Decision Trees
Random Forest vs AdaBoost:
- Tree sizes: In a RF each time you make a tree, this is full-sized. Instead, in AB trees here are typically with one root node and two leaves. These are called stumps. Stumps are terrible at making decisions of course, they are weak learners.
- Voting: In RF each tree has an equal vote in the final classification. In AB some stumps get more say in the final classification.
- Dependence: In RF each decision tree is made independently of the others, the order in which they were made is not important. In AB the error is important. Basically each stump is made by taking the previous stumps mistakes into account.
Creating a forest of weak learners
- Start by assiging to each observation/sample a sample weight. Initially this is uniform.
- Make the first stump in the forest. This is done by finding the feature that does the best job at classifying the sample (assuming response is Binary). Which feature is best is calculated in terms of Gini index (lowest).

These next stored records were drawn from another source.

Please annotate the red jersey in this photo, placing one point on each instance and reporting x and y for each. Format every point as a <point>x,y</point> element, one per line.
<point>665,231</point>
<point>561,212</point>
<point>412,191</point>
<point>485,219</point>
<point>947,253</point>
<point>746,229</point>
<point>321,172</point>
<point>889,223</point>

- Determine how much of a “say” this stump has. The total error for a stump is the sum of the sample weights for the incorrectly-classified observations/samples. The amount of say is calculated as follows: $$ \text{Amount of Say} = \frac{1}{2}\log\left(\frac{1 - \text{TotalError}}{\text{TotalError}}\right) $$
In reality, after making the first stump, we need to change the weights from uniform to non-uniform. We do this by increasing the sample weight of the incorrectly classified observations and decreasing the others. The formula to update the weight for the incorrectly classified weights is $$ \text{New Sample Weight} = \text{Old Sample Weight} \times e^{\text{Amount of Say}} $$ To decrease the sample weights for correctly classified samples we do $$ \text{New Sample Weight} = \text{Old Sample Weight} \times e^{-\text{Amount of Say}} $$ After updating the sample weights, we normalize them so that they sum up to one.
One could then use these updated weights in the weighted Gini index. However, another option is to randomly replicate the data proportionally to this weights.
Classifying with AdaBoost
Add up the amounts of says from stumps for each of the two response classes. A new observation is then assigned a reponse class based on the group with the highest amount of say.